Netflix and Chill With a Michael Bolton Valentine's Day Special
The surreal one-hour comedy tasks the ’80s soft-rock god with saving romance on February 14.

In 2011, The Lonely Island debuted “Jack Sparrow” on Saturday Night Live, an ingenious digital short in which the comedy-music trio asked the soft-rock icon Michael Bolton to provide a hook for their newest track. After a brief, generic introductory verse in which all four hit up a club, Bolton launched into the chorus: a completely disconnected ode to Captain Jack Sparrow from the Pirates of the Caribbean franchise. The character of Michael Bolton was born, an endearing lunk (and major cinephile) so divorced from modern standards of cool that he inserts Disney references into hip-hop songs and yet somehow wins everyone over anyway with his vocal prowess and intense fandom.
It’s this same version of Bolton who stars in Michael Bolton’s Big, Sexy Valentine’s Day Special, released on Netflix on Tuesday, a sparkling and star-studded oddity that’s part-PBS telethon and part-depraved sex comedy, like the love child of Lawrence Welk and Lena Dunham. At its best, it’s a glorious, only partly ironic homage to the vocal power and unfettered sexual magnetism of one of the most indelible figures in balladry. At its worst, it’s baffling. Michael Bolton superfans will likely hate it. And yet it’s Bolton who makes it work, entirely committed to his role and transforming himself from a potential punchline into a hero.
Written and directed by Akiva Schaffer (The Lonely Island) and Scott Aukerman (Comedy Bang! Bang!), the hour-long special is based on the idea that Santa’s elves have made too many toys for Christmas, and there aren’t enough babies to receive them. So Bolton, the undisputed king of Valentine’s Day, is drafted to host a big, sexy TV special that encourages couples to conceive, with musical moments, guest performers, and a phone bank tasked by celebrities (Janeane Garofalo, Louie Anderson, Bob Saget, and Brooke Shields, who gets the most memorable and filthy line). Bolton sings his classic hits, and emcees proceedings from his love nest, a Liberace-esque boudoir tricked out with silk pillows, a roaring fireplace, and high-class erotic art.
An embarrassment of comic talents pop up as special guests, some winningly (Andy Samberg appears as a version of Kenny G who tells Bolton that though he’s cut his hair since the ’80s, he’ll always be “a brave warrior in the tribe of long locksmen”), some less so (Fred Armisen plays a chocolatier so earnestly that his sketch is completely devoid of humor). There’s Maya Rudolph, and Sarah Silverman, and Michael Sheen stealing proceedings as a demented choreographer. Will Forte is Bolton’s twin brother, who can’t sing. The real Kenny G plays a janitor. Jorma Taccone is a punk horrified by Bolton’s lack of cool.

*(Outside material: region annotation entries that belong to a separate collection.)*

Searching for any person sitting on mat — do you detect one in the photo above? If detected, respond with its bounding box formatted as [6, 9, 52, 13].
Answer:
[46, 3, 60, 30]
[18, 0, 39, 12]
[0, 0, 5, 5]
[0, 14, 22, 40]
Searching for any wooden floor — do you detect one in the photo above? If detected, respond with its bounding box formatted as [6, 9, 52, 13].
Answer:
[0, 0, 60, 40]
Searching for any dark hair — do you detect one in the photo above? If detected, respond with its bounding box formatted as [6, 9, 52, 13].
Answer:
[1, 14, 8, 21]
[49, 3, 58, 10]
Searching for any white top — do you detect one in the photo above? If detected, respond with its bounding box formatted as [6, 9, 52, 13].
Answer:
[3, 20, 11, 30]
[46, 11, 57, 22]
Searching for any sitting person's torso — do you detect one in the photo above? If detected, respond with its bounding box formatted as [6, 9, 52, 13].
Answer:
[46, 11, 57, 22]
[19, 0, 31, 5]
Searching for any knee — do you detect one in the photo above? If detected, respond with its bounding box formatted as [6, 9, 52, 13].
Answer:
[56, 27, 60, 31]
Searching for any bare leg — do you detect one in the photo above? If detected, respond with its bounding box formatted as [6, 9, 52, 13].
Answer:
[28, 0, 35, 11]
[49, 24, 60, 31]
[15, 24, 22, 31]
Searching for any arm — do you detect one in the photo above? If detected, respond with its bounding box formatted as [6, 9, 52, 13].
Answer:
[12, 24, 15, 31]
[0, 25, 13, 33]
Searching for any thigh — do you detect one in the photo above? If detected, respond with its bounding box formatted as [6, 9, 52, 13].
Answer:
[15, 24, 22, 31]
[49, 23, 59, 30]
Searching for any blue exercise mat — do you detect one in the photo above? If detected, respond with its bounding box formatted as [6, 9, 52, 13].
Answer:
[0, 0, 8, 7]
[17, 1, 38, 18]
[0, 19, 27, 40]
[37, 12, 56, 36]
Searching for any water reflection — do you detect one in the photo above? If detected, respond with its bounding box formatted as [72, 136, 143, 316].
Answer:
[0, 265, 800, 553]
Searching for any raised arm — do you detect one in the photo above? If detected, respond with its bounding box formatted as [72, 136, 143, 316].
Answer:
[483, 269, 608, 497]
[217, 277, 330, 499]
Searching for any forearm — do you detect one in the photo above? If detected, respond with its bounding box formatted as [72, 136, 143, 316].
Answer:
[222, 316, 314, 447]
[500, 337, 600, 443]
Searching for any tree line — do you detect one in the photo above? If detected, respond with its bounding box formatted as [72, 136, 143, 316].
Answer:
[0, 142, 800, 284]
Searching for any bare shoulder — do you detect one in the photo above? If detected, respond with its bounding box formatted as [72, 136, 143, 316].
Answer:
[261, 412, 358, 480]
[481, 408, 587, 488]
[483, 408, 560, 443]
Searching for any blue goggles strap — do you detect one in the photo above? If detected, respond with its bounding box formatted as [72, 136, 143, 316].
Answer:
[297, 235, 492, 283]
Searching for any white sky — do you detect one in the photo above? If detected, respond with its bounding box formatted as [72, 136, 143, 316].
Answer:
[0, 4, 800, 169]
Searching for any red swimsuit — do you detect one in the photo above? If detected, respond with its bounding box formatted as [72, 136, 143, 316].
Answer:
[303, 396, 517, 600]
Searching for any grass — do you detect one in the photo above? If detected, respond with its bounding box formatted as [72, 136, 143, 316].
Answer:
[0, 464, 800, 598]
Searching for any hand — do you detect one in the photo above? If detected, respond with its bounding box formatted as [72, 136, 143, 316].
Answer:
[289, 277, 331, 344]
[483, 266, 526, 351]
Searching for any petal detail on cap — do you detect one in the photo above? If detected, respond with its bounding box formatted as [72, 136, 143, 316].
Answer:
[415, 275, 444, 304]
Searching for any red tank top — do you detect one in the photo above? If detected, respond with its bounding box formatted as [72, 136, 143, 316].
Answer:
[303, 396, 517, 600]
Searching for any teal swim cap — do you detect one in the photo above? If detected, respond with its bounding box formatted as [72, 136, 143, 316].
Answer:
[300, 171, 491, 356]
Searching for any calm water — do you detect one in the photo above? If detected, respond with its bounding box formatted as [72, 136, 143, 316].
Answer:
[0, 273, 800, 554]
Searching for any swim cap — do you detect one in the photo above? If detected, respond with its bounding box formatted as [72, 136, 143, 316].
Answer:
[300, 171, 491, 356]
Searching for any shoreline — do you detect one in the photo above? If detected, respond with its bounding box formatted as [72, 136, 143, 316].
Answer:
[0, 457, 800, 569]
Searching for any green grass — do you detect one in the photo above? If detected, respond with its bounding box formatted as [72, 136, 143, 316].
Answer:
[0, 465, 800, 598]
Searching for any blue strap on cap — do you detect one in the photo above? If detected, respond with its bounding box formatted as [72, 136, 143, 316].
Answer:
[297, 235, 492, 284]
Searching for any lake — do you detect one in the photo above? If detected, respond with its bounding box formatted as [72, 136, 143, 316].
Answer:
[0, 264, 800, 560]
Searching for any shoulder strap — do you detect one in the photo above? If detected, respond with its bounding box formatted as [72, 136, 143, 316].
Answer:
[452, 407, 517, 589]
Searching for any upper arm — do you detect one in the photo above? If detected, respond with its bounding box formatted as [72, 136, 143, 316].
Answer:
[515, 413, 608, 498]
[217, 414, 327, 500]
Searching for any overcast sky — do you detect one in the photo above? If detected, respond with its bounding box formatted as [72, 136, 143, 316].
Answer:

The special seems to be going for a perverted Valentine’s Day version of Elf, with Bolton subbing in for Buddy as a genial innocent roped in to save Christmas (by encouraging couples to have sex on February 14). But he also serves as the adult in the room, expressing disgust when Silverman and Randall Park’s song descends into an ode to pubes, and reining in guests who get out of hand. The show is at its funniest when it fully embraces the heightened, golden-maned character of Bolton via sequences between scenes that show him riding in hot-air balloons or standing next to castles while dragons fly in the background. (“You’re like a heterosexual Anderson Cooper,” Eric André marvels.) At one point near the end, Garofalo yells ecstatically, “Whatever this is, we saved it!” Hopefully, watching the final cut, Bolton feels the same way.